The local historian, who watched a virtual presentation by Mr Martin for survivors and relatives, from her kitchen, ahead of the publication of the report, said she felt ‘quite deflated’ for the survivors, who had expected ‘an awful lot more’ from the Taoiseach.
She said: ‘There isn’t a lot in it for us really… In particular, we need to know what happened as regards all the deaths… how did the burials take place, in regards Tuam, who was responsible for discarding the babies and little toddlers in a sewage area. We need answers to that.’
Other survivors and advocate groups criticised the inquiry for concluding that it was impossible to prove or disprove allegations that large sums of money were given to agencies in Ireland that arranged foreign adoptions from the homes.
The report found no statutory regulations were in place for the foreign adoptions of 1,638 children, mostly sent to the United States.
Vaccine trials for diphtheria, polio, measles and rubella were also carried out on children without consent.

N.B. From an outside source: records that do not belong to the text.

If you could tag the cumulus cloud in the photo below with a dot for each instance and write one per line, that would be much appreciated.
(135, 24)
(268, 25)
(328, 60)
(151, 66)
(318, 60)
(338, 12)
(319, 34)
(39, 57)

Archbishop of Armagh and all-Ireland primate Eamon Martin last night apologised in a statement. ‘I accept that the Church was clearly part of that culture in which people were frequently stigmatised, judged and rejected; for that, and for the long-lasting hurt and emotional distress that has resulted, I unreservedly apologise to the survivors and to all those who are personally impacted by the realities it (the report) uncovers,’ he said.
Mr O’Gorman has written to the religious orders seeking a meeting to discuss whether they will make an apology, contribute to the redress scheme and release records from the homes to be preserved.
In a statement, the Sisters of the Sacred Hearts of Jesus and Mary, who ran the Bessborough home in Cork in the early 1920s, and later at Roscrea and Castlepollard, said women were sent to their home due to ‘societal and family pressure to have their babies in secret’. The order said it wanted to ‘sincerely apologise’ to those who ‘did not get the care and support they needed’.
The retired Archbishop of Dublin, Diarmuid Martin, last night said: ‘The Church out-stepped its role and became a controlling Church’, in relation to how women and children were treated in mother and baby homes.
Speaking on RTÉ’s Drivetime, the former archbishop said those involved in the abuse ‘betrayed vulnerable women, they betrayed themselves and their calling and they betrayed the caring message of Jesus Christ’.
‘That should not have happened and there’s no half-way of interpreting reality to try and justify that,’ he said.